Important update: I have received a message from the authors and they confirmed, as I was somewhat afraid in the original blog post below, that the channels with exactly 0 events were mishandled. A newer version of the paper will appear on Monday October 13th, with just somewhat weaker results for one detector but stronger for the other, and thanking me. ;-) There may still be another bug but let's wait, they will find it if it is so.A fewer poorer people kind of means that the society is rich, right? ;-)
Benjamin Nachman of SLAC and Tom Rodelius of Harvard published an amusing piece of comparative literature:
I count them into this field because one really doesn't need to know any physics (what the experiments measure, how they measure it, how it's being predicted what they should observe, and so on) – it's enough to read many papers and to know how to (statistically) compare their results.
The interval \((0,1)\) for \(p\) is divided to ten bins; the red bars appear on the left side from the blue bars just to make the diagram more readable.
Here is the quick summary. They've looked at 17 ATLAS preprints and 12 CMS preprints searching for signs of supersymmetry and based on the bulk of the 2012 collisions and statistically analyzed which of them showed excesses – more observed collisions of a special type than expected – and deficits – less observed collisions than expected.
While no particular paper sees "more than 3-sigma" excesses in a particular search, one may still ask whether collectively, the 29 papers see more excesses than expected by chance, or fewer excesses than expected by chance.
The barcharts above show the expected (red) and observed (blue) number of results with a certain \(p\)-value (which is on the \(x\)-axis). They have one more set of barcharts for deficits; this one is for excesses. The top and bottom rows are for two different distributions used in the prediction (they don't differ much, anyway); the left and right columns are ATLAS and CMS, respectively.

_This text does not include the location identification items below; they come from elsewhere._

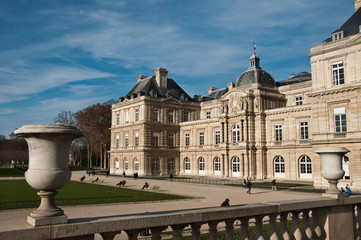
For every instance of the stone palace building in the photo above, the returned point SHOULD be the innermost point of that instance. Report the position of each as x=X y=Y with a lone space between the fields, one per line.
x=255 y=127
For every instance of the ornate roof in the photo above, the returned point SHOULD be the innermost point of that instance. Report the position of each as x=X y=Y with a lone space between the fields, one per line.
x=149 y=86
x=255 y=74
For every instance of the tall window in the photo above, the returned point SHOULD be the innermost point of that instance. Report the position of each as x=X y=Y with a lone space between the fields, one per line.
x=187 y=164
x=278 y=132
x=136 y=164
x=217 y=164
x=137 y=115
x=279 y=166
x=304 y=130
x=201 y=164
x=208 y=114
x=305 y=166
x=346 y=167
x=155 y=139
x=126 y=140
x=235 y=167
x=117 y=141
x=185 y=116
x=116 y=163
x=201 y=138
x=155 y=164
x=126 y=116
x=171 y=164
x=171 y=140
x=235 y=133
x=136 y=139
x=340 y=119
x=171 y=116
x=155 y=115
x=187 y=139
x=218 y=137
x=338 y=76
x=126 y=164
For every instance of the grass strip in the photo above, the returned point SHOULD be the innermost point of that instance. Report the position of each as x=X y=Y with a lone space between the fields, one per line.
x=18 y=194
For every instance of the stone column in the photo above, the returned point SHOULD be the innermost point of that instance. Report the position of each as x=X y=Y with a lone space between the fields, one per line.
x=49 y=147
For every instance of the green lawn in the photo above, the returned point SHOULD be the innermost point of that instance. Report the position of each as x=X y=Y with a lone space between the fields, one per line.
x=11 y=172
x=18 y=194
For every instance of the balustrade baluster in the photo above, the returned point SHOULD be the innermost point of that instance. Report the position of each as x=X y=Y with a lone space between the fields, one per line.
x=357 y=221
x=244 y=229
x=229 y=229
x=318 y=231
x=177 y=231
x=212 y=230
x=272 y=233
x=283 y=229
x=306 y=229
x=296 y=230
x=258 y=234
x=196 y=230
x=109 y=235
x=157 y=232
x=133 y=234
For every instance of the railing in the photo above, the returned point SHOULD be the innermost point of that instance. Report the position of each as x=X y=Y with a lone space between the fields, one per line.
x=311 y=219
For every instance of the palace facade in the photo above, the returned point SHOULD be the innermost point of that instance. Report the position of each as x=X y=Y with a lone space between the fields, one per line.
x=255 y=127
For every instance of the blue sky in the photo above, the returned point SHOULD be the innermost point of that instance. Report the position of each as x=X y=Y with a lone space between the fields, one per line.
x=62 y=55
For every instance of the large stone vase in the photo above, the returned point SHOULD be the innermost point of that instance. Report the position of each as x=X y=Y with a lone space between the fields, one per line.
x=331 y=160
x=48 y=170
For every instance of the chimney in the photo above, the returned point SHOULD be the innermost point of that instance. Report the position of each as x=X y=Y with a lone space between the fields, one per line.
x=211 y=89
x=161 y=77
x=357 y=5
x=140 y=77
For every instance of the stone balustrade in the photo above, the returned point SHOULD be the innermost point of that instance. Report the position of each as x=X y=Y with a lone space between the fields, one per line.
x=321 y=218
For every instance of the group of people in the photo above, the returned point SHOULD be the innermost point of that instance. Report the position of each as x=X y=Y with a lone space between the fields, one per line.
x=348 y=190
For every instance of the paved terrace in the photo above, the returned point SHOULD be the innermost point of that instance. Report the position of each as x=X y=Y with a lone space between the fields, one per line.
x=204 y=196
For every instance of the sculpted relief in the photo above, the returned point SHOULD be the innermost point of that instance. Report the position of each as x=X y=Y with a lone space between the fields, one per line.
x=237 y=103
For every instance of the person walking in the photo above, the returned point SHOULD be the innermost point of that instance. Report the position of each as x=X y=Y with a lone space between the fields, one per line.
x=249 y=186
x=274 y=188
x=146 y=185
x=225 y=203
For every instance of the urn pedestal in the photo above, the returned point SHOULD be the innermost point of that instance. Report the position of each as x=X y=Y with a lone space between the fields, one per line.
x=48 y=170
x=331 y=160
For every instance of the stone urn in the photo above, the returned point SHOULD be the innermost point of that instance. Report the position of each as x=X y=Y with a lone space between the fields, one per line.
x=331 y=160
x=48 y=170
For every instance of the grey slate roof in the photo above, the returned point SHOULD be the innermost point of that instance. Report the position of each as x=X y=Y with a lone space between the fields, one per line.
x=350 y=27
x=256 y=75
x=149 y=84
x=301 y=77
x=217 y=94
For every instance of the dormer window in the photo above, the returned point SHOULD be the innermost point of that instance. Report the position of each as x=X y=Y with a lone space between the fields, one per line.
x=337 y=36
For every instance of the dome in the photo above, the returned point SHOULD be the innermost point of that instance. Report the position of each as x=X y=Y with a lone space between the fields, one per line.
x=255 y=74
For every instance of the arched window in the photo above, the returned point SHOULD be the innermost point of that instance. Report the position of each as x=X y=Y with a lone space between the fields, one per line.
x=136 y=164
x=305 y=166
x=155 y=164
x=126 y=164
x=171 y=164
x=236 y=172
x=201 y=165
x=345 y=167
x=217 y=166
x=187 y=165
x=116 y=163
x=279 y=167
x=235 y=133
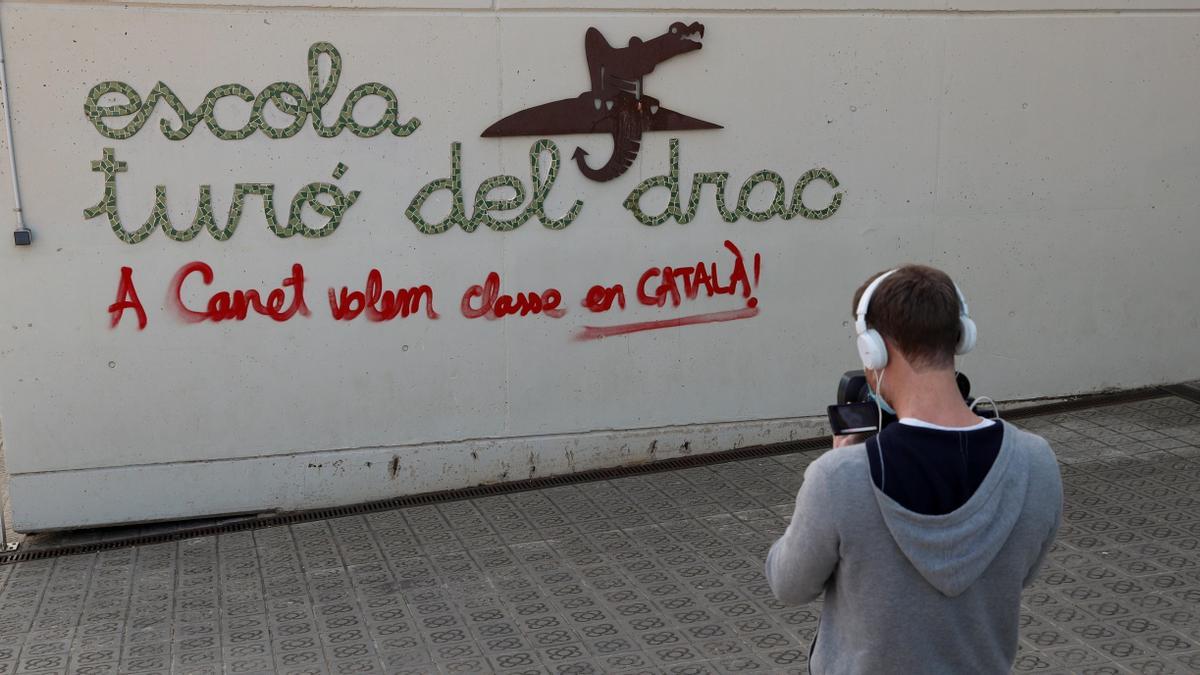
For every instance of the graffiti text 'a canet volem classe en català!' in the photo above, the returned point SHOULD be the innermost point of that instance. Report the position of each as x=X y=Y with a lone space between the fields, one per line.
x=501 y=202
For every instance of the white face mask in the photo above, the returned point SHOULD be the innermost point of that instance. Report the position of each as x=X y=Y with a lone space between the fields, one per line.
x=879 y=399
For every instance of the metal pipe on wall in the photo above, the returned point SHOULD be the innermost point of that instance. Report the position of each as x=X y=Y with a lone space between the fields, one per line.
x=22 y=236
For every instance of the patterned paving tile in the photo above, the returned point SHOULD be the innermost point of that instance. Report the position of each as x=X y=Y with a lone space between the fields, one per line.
x=659 y=573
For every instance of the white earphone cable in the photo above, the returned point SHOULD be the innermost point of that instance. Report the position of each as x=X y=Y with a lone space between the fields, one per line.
x=879 y=428
x=990 y=402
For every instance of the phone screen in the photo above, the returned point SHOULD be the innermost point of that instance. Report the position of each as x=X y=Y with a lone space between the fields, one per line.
x=853 y=418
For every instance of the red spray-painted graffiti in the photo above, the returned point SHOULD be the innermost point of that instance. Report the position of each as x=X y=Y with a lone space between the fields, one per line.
x=658 y=286
x=225 y=305
x=379 y=304
x=126 y=299
x=493 y=304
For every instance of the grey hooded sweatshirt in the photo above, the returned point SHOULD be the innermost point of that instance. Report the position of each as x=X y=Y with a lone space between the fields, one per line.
x=906 y=592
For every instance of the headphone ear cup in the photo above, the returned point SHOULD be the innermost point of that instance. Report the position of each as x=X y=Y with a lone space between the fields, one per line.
x=967 y=336
x=871 y=350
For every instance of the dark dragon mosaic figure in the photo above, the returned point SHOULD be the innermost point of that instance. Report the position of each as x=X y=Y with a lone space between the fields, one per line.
x=617 y=102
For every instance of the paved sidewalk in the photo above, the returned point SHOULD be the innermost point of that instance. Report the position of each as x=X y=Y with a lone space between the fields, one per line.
x=659 y=573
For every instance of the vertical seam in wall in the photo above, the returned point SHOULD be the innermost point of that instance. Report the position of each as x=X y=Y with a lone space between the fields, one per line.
x=504 y=240
x=941 y=114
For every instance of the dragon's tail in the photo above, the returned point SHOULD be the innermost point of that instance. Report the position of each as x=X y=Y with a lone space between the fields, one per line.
x=627 y=141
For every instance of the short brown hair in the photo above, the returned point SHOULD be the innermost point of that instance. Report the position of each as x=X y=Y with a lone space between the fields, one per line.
x=917 y=309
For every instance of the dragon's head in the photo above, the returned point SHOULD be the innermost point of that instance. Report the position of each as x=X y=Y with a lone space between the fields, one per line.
x=683 y=37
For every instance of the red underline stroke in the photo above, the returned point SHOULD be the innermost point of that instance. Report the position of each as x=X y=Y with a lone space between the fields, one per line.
x=598 y=332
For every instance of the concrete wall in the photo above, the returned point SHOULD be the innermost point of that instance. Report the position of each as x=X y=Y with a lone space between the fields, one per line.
x=1047 y=154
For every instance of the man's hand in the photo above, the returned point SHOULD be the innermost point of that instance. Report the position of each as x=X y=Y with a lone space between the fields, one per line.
x=849 y=440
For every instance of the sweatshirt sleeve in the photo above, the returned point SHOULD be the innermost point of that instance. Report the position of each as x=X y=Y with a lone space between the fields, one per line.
x=1056 y=500
x=801 y=562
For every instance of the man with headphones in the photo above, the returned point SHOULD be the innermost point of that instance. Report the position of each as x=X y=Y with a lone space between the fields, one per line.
x=922 y=537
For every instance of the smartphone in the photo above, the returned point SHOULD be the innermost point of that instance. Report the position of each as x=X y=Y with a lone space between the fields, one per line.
x=853 y=418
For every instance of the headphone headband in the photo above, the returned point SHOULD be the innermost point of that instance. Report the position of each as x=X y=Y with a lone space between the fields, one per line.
x=864 y=302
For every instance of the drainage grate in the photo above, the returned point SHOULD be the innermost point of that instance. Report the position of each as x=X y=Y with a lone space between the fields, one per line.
x=673 y=464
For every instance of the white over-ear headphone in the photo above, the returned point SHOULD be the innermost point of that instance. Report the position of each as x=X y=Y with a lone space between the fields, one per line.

The basic idea is that there are always statistical fluctuations but if you look at many results, the distribution of the statistical fluctuations itself should converge to a certain limiting one (despite the fact that you are comparing apples and oranges). You should see excesses approximately as often as deficits, higher deficits and surpluses should be rarer than modest ones by some amount, and so on.
You may see that the red barcharty-graph is smooth and predictable; the blue one is noisy in all cases. The agreement on the left side of the graphs is OK enough. But in the last bin, if they did it right, the (red) expectations always seem to be vastly higher than the (blue) measured reality.
Note that the right side of each graph corresponds to \(p\to 1\), which means "an extremely lousy degree of confidence that the new effect exists" and in practice, it means measurements that should have shown (red) or have shown (blue) the largest deficits of events. Many experiments with deficits are predicted by almost none of them is seen!
They could have made a mistake with the expected statistical distributions (the blue and red curves look really, really different: I can imagine that the mistake was to completely overlook the bins with zero collisions which sometimes don't have any "crosses" in the experimental graphs! Didn't they neglect that the number of events is discontinuous, an integer, and a positive one?) but if they haven't, it's a piece of evidence that there is some "overall" surplus of interesting events (or that there was a mechanism in play that prevented the channels to end up with zeroes) – but it is a surplus in the channels that aren't strong enough to produce statistically significant excesses individually. ;-)
Well, a "surplus of excesses" would have probably been a stronger piece of evidence, but a "deficit of deficits" is qualitatively good enough, too. In fact, I am not quite sure whether the presence of a weak signal across the papers should manifest itself earlier as a "surplus of excesses" or as a "lack of deficits".
The authors urge the ATLAS, CMS teams to publish some extra statistical details in their papers so that metaanalyses similar to this one could become more accurate in the future.
Incidentally, another paper now claims that the (rumored) excess of some dark-matter-like radiation coming from dwarf galaxies isn't there.